Xun Liang, Shichao Song, Zifan Zheng, Hanyu Wang, Qingchen Yu, Xunkai Li, Rong-Hua Li, Feiyu Xiong, Zhiyu Li
Large language models (LLMs) are expected to respond accurately but often exhibit deficient reasoning or generate hallucinatory content. To address these, studies prefixed with Self-'' such as Self-Consistency, Self-Improve, and Self-Refine have been initiated. They share a commonality: involving LLMs evaluating and updating itself to mitigate the issues. Nonetheless, these efforts lack a unified perspective on summarization, as existing surveys predominantly focus on categorization without examining the motivations behind these works. In this paper, we summarize a theoretical framework, termed Internal Consistency, which offers unified explanations for phenomena such as the lack of reasoning and the presence of hallucinations. Internal Consistency assesses the coherence among LLMs' latent layer, decoding layer, and response layer based on sampling methodologies. Expanding upon the Internal Consistency framework, we introduce a streamlined yet effective theoretical framework capable of mining Internal Consistency, named Self-Feedback. The Self-Feedback framework consists of two modules: Self-Evaluation and Self-Update. This framework has been employed in numerous studies. We systematically classify these studies by tasks and lines of work; summarize relevant evaluation methods and benchmarks; and delve into the concern,
Does Self-Feedback Really Work?'' We propose several critical viewpoints, including the Hourglass Evolution of Internal Consistency'',
Consistency Is (Almost) Correctness'' hypothesis, and ``The Paradox of Latent and Explicit Reasoning''. Furthermore, we outline promising directions for future research. We have open-sourced the experimental code, reference list, and statistical data, available at \url{this https URL}.
URL: https://huggingface.co/papers/2407.14507
Here is a summary of the paper "Internal Consistency and Self-Feedback in Large Language Models: A Survey" in bullet points:
Problem:
- Large Language Models (LLMs) often exhibit deficient reasoning and generate hallucinatory content.

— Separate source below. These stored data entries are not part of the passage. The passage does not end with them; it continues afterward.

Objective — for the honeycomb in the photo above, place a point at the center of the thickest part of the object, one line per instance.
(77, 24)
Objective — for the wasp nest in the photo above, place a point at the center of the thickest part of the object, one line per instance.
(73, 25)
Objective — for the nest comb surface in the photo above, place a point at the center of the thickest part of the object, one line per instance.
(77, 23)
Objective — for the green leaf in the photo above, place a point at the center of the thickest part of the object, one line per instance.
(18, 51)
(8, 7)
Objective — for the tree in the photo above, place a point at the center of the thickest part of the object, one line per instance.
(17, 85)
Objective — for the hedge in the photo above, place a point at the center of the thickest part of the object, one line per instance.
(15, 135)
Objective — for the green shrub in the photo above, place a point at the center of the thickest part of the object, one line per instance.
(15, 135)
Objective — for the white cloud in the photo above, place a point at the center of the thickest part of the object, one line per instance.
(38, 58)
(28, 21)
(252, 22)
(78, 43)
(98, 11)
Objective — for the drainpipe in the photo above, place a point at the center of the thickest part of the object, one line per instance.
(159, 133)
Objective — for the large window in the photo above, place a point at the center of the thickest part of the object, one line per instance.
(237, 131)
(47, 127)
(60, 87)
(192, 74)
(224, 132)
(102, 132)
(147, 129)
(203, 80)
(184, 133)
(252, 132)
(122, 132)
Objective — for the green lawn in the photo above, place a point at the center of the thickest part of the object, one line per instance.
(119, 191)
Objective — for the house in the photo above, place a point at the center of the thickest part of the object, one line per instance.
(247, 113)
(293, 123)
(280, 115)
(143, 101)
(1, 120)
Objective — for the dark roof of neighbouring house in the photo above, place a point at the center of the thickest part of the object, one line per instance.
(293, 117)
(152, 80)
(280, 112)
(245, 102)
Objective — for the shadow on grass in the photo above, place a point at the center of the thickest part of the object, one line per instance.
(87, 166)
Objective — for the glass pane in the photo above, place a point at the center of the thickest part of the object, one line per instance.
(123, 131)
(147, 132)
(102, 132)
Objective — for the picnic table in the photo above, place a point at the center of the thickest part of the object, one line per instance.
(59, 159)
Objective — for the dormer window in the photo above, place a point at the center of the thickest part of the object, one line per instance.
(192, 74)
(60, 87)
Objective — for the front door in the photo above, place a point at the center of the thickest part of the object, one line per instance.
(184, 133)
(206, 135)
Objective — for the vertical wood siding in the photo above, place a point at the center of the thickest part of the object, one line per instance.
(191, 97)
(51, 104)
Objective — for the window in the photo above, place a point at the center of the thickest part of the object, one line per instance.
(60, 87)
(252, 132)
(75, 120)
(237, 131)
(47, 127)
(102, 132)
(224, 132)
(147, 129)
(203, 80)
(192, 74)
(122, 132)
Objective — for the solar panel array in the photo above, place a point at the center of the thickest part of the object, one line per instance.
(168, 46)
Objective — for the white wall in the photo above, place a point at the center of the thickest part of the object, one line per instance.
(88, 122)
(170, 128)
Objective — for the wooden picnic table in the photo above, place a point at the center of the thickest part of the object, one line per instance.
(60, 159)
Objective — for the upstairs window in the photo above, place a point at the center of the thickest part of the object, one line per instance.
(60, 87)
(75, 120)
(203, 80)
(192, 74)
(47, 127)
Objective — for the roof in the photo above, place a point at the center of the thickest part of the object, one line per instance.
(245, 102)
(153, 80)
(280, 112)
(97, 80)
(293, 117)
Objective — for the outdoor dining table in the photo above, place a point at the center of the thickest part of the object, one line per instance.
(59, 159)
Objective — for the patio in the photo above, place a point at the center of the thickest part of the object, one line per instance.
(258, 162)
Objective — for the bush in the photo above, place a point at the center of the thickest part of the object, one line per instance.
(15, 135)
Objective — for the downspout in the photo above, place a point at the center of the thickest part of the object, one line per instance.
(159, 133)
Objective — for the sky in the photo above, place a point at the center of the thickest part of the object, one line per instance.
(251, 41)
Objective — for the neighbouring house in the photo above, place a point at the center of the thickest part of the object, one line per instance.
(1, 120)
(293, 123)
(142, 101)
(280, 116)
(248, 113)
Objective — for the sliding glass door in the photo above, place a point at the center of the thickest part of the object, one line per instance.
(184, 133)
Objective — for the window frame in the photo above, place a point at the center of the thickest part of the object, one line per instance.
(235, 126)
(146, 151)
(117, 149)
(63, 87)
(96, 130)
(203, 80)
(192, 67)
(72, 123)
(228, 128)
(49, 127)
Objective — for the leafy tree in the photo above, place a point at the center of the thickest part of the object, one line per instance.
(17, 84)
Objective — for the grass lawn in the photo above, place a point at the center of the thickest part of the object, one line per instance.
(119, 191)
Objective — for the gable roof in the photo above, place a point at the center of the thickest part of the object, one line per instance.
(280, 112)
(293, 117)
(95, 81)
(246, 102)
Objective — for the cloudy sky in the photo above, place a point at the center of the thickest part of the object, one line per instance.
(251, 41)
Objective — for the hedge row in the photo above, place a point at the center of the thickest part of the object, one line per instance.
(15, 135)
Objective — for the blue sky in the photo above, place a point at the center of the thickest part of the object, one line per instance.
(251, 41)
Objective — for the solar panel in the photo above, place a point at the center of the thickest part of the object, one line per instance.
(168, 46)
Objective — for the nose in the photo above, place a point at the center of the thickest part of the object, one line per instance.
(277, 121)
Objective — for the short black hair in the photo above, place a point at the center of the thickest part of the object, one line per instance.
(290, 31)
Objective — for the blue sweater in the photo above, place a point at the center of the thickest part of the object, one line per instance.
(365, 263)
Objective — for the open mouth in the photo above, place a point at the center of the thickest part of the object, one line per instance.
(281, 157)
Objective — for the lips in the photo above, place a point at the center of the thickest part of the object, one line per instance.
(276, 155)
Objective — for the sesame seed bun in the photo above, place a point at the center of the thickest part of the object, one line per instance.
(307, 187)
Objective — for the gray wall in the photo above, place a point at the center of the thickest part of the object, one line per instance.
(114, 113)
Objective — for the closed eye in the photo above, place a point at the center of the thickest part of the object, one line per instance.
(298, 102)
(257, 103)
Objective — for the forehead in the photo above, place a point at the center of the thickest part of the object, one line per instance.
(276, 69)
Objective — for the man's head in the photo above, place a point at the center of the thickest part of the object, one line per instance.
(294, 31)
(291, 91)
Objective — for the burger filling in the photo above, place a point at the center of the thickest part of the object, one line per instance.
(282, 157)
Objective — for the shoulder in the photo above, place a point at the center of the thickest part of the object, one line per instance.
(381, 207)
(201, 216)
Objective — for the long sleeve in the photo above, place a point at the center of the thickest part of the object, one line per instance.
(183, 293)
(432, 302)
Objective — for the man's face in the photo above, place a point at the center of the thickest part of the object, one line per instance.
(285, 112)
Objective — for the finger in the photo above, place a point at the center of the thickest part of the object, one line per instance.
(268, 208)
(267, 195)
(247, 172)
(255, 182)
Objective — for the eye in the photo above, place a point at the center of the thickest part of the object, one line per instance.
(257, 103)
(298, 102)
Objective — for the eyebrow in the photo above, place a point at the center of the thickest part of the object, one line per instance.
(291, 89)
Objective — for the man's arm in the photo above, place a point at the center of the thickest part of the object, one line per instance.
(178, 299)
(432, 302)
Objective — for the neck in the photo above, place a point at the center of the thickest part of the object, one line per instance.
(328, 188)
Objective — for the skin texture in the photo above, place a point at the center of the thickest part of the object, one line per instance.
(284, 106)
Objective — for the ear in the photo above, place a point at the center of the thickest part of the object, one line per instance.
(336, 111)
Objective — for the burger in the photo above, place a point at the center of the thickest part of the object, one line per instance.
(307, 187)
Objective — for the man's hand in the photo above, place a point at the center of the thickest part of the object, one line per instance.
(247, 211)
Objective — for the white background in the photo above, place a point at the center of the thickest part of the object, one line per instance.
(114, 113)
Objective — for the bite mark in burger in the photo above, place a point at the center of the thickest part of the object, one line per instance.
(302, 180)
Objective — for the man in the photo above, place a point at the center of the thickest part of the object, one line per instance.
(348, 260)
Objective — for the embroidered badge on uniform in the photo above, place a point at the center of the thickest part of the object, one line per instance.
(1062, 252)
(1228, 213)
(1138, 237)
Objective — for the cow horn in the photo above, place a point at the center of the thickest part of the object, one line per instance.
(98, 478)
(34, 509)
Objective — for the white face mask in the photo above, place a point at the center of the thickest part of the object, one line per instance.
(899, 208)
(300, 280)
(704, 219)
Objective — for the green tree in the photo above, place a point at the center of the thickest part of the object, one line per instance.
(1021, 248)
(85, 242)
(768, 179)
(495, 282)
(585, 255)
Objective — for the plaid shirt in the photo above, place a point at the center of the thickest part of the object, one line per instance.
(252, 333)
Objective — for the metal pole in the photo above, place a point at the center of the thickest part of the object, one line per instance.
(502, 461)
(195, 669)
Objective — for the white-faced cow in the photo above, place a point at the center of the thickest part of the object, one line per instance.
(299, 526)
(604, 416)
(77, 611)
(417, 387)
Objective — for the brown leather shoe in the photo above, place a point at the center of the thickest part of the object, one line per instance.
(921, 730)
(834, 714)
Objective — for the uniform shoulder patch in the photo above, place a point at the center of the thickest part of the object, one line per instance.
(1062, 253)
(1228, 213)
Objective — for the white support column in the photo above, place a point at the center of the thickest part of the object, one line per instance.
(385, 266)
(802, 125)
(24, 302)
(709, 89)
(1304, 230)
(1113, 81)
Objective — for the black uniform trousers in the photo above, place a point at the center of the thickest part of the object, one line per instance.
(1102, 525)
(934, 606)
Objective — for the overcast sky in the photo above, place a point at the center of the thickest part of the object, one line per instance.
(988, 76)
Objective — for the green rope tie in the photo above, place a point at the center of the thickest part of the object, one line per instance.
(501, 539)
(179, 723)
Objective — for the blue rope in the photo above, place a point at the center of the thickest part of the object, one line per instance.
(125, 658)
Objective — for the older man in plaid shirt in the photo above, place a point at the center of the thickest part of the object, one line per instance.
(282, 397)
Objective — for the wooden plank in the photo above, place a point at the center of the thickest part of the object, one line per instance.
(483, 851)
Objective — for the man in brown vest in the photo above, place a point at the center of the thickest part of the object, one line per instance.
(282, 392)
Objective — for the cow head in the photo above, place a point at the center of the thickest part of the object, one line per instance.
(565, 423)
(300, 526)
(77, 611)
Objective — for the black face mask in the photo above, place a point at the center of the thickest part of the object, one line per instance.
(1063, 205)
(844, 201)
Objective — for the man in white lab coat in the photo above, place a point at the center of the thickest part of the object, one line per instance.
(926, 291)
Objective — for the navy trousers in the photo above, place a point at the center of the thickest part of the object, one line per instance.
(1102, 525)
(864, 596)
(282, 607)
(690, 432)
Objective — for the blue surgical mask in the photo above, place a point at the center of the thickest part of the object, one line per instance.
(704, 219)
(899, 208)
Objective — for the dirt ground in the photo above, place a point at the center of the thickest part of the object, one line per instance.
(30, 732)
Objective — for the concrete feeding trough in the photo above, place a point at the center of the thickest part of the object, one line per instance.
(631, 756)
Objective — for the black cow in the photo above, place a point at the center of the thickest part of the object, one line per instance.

- Existing surveys on "Self-" prefixed methods (e.g., Self-Consistency, Self-Improve) lack a unified perspective.
Proposed Solutions:
- Internal Consistency Framework: A unified framework to explain reasoning deficiencies and hallucinations. It assesses coherence across the LLM's latent, decoding, and response layers using sampling methodologies.
- Self-Feedback Framework: A streamlined framework for Internal Consistency Mining. It consists of two modules:
- Self-Evaluation: Captures Internal Consistency signals.
- Self-Update: Leverages signals to enhance the model's response or the model itself.
Key Contributions:
- Unified Perspective: Internal Consistency Mining provides a unified perspective for reasoning elevation and hallucination alleviation tasks.
- Self-Feedback Framework: A simple and comprehensive framework for improving Internal Consistency.
- Taxonomy: Classifies Self-Feedback studies by tasks and lines of work, summarizing relevant evaluation methods and benchmarks.
- Critical Viewpoints: Addresses the question "Does Self-Feedback Really Work?" with insights like the "Hourglass Evolution of Internal Consistency" and the "Consistency Is (Almost) Correctness" hypothesis.
- Future Directions: Outlines promising research directions, including textual self-awareness, the paradox of latent and explicit reasoning, and deeper exploration of decoding and latent layers.
Other Key Points:
- The paper argues that "lack of reasoning" and "exhibiting hallucinations" share the same essence, stemming from low Internal Consistency.
- It highlights the importance of Internal Consistency for AI safety and robustness.
- The paper provides a comprehensive taxonomy of Self-Feedback methods, categorized by tasks and lines of work.
- It discusses various methods for acquiring consistency signals, including uncertainty estimation, confidence estimation, hallucination detection, verbal critiquing, contrastive optimization, and external feedback.
- The paper explores different lines of work for reasoning elevation and hallucination alleviation, summarizing their strengths and weaknesses.
- It addresses the question of whether Self-Feedback truly works, presenting conflicting viewpoints and a discussion on the "Consistency Is (Almost) Correctness" hypothesis.
- The paper concludes by outlining future research directions and challenges in the field.